260 Officer to Department of External Affairs
Cablegram 168 NANKING, 10 June 1949, 10.59 a.m.
Your telegram 66. 
Paragraph one of my telegram 164  was sent not because I
contemplated early departure but in order that I might have
approval for staff changes which would be necessary when I did
leave and especially for temporary employment of Military Attache
as Consul General Shanghai.
2. All Heads of Missions here have taken it for granted that they
would be withdrawn eventually probably for 'consultation' (see
paragraph 3 British Ambassador's telegram repeated to United
Kingdom Representative Canberra as number nine). 3 Afghan Minister
has, already, orders to leave and the United States Ambassador
contemplates leaving in possibly five or six weeks time. We
British Commonwealth Ambassadors expect to remain until most other
Colleagues have left in order to do all possible to protect our
national interests and to establish contacts with Communist
3. Principal reason for such withdrawal is that when the national
Government to which we are accredited ceases to exist 'de facto'
the already slight fiction that we have any status will be at an
end. We will no longer have any claim to privileges of an Embassy
except on the grounds of courtesy and present indications (vide
paragraph 6 below) are that duties may not be lessened by this. It
would be neither dignified nor to the credit of our country to
have representative here in such a position.

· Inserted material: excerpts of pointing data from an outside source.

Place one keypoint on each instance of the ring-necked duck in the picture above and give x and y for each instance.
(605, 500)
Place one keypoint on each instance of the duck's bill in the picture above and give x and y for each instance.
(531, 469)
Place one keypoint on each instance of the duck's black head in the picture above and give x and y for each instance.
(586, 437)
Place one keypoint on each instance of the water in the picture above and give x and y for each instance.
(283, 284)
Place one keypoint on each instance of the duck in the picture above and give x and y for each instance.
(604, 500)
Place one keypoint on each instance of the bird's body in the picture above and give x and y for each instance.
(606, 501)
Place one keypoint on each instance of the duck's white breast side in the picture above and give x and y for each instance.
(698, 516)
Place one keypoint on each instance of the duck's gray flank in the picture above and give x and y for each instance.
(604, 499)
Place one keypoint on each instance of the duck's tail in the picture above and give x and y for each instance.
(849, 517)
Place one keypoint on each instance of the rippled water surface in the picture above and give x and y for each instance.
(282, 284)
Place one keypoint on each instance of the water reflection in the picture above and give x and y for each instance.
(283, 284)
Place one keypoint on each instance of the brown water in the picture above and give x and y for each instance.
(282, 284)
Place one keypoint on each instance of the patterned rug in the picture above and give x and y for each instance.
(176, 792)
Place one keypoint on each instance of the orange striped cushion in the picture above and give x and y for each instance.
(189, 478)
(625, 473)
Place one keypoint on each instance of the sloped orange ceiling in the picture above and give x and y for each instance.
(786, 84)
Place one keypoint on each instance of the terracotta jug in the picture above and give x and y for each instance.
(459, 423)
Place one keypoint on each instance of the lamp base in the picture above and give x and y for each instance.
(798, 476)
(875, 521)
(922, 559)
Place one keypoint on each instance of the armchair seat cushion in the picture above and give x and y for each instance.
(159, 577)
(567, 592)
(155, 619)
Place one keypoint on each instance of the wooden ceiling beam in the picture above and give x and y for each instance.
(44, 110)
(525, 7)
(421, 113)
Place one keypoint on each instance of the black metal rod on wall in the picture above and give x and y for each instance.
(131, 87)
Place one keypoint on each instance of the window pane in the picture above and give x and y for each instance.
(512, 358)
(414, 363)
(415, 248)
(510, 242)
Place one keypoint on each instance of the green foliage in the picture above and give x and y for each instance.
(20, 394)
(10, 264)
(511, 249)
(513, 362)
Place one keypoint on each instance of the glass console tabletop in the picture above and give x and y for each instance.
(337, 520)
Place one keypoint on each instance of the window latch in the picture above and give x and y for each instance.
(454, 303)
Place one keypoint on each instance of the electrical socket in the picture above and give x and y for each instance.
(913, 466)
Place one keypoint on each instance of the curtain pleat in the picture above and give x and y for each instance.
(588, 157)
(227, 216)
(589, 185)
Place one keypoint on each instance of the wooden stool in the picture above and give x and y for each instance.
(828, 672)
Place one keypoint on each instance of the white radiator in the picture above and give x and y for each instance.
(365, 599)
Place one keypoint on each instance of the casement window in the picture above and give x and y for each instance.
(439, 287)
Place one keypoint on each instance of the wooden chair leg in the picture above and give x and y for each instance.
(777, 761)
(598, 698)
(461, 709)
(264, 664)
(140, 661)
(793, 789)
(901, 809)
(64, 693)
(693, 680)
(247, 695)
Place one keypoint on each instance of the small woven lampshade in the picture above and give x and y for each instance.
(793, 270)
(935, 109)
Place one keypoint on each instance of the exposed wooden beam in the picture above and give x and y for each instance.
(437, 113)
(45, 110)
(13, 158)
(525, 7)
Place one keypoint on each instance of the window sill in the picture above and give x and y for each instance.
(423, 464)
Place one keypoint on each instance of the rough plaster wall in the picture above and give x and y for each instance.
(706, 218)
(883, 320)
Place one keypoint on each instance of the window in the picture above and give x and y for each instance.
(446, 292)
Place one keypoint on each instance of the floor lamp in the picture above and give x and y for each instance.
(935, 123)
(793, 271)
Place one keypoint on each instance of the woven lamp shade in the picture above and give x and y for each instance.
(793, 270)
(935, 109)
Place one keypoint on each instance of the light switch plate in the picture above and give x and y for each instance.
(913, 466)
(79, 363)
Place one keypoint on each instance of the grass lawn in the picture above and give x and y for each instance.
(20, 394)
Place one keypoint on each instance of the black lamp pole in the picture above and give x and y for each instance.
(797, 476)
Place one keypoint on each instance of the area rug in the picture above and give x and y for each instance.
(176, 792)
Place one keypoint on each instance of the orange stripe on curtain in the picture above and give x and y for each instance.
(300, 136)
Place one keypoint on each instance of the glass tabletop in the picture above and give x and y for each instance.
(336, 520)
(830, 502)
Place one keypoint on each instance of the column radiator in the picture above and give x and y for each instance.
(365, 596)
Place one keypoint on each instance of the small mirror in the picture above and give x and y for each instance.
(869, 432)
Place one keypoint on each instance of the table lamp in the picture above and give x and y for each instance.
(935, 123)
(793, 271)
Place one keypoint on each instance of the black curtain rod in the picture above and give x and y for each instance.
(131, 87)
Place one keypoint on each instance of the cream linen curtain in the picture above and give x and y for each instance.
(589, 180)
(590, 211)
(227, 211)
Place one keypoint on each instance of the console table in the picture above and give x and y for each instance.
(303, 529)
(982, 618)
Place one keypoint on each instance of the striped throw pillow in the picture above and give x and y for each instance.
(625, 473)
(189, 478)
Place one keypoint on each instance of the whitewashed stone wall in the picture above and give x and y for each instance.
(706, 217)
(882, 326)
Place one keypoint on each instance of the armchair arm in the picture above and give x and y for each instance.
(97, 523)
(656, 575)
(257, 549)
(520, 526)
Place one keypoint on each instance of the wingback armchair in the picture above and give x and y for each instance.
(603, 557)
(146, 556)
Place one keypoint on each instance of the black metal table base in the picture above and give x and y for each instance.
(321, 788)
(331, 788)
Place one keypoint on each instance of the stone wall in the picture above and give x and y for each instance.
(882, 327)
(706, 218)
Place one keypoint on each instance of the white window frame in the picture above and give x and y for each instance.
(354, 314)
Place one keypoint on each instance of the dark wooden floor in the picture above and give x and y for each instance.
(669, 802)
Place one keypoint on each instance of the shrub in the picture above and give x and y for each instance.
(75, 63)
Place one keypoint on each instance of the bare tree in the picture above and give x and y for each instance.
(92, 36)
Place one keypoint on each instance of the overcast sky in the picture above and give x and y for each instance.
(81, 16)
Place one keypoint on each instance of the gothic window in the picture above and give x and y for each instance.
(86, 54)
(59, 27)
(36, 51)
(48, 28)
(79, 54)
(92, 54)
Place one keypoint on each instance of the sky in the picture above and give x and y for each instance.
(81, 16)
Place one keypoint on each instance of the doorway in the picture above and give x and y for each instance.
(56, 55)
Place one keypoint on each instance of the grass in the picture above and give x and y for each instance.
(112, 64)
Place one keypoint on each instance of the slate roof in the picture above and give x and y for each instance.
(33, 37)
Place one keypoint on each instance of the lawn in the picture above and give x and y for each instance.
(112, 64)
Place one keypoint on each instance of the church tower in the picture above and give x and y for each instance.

4. Moreover our presence here could be an embarrassment to you in
discussions which inevitably will precede recognition of the new
regime, and might be utilised as a means of pressure on you. Such
recognition will of course have to be followed by the accrediting
of Ambassador with all the usual formalities, request for
5. Another reason for recall is that little can be done here in
Nanking which is already virtually a backwater. No important
Communist personality is here except for Liu Po Cheng, the Mayor,
who declines to have any contact with any of us. Otherwise, there
are only junior officials and everything has apparently to be
referred to Peking. We are not yet allowed to move outside the
city. We hope shortly to be allowed to visit Shanghai but I see no
hope of being allowed to visit, say, Peking to establish direct
contact with the present centre of events.
6. Despite a series of informal approaches, local authorities have
done nothing to grant normal diplomatic privileges, e.g.
communication with you in cypher and by bag etc. They have
declined to license more than a proportion of our cars and refused
all licences to cars of service attaches. There are disturbing
signs that they may intend to refuse diplomatic privileges until
recognition is withdrawn from the Nationalist Government despite
the fact that they have no Government which we could recognise.
Actually when the Nationalist Government leaves Canton and our
representatives do not go with it, it will virtually end 'de
facto' recognition. End of De jure recognition is a matter to be
decided presently by States after consultation and is, I imagine,
involved with the Status of China on U.N. Council etc. We are
trying to persuade them that it is premature to raise such
questions until there is a Communist Government established, which
is unlikely to be until October or later. Very shortly we will
have to press for decision regarding cyphers, etc.
7. Some of us have been making every effort to open relations with
the Communists but most have been fruitless for the Communists
refuse to meet us. There is no [Ministry of Foreign Affairs] 
here but only a Bureau, for dealing with foreign nationals,
staffed by junior officials. Our contacts with it friendly but
show no signs of developing beyond purely semi-official basis. I
have had informal talks with friend and ex-official now in
Communist employment. The Secretary, on basis former friendship,
of fluent knowledge of Chinese, has established good relations
with the head of the Bureau. The United States Ambassador sees,
occasionally two or three ex pupils now on the Communist [ranks].
That is the sum total of our contacts after six weeks of effort.
When we can go to Shanghai we may do better.
8. Report in paragraphs 6 and 7 is not encouraging but I do not
give up hope or intend to relax my own efforts or my influence on
others to exert theirs. But your telegram suggests, that from
Canberra things seem much easier than they are in Nanking where,
at the moment, they are not encouraging. I am not depressed yet
but it is disappointing to feel that you think we are exhibiting
neglect and showing lack of realism, effort and initiative.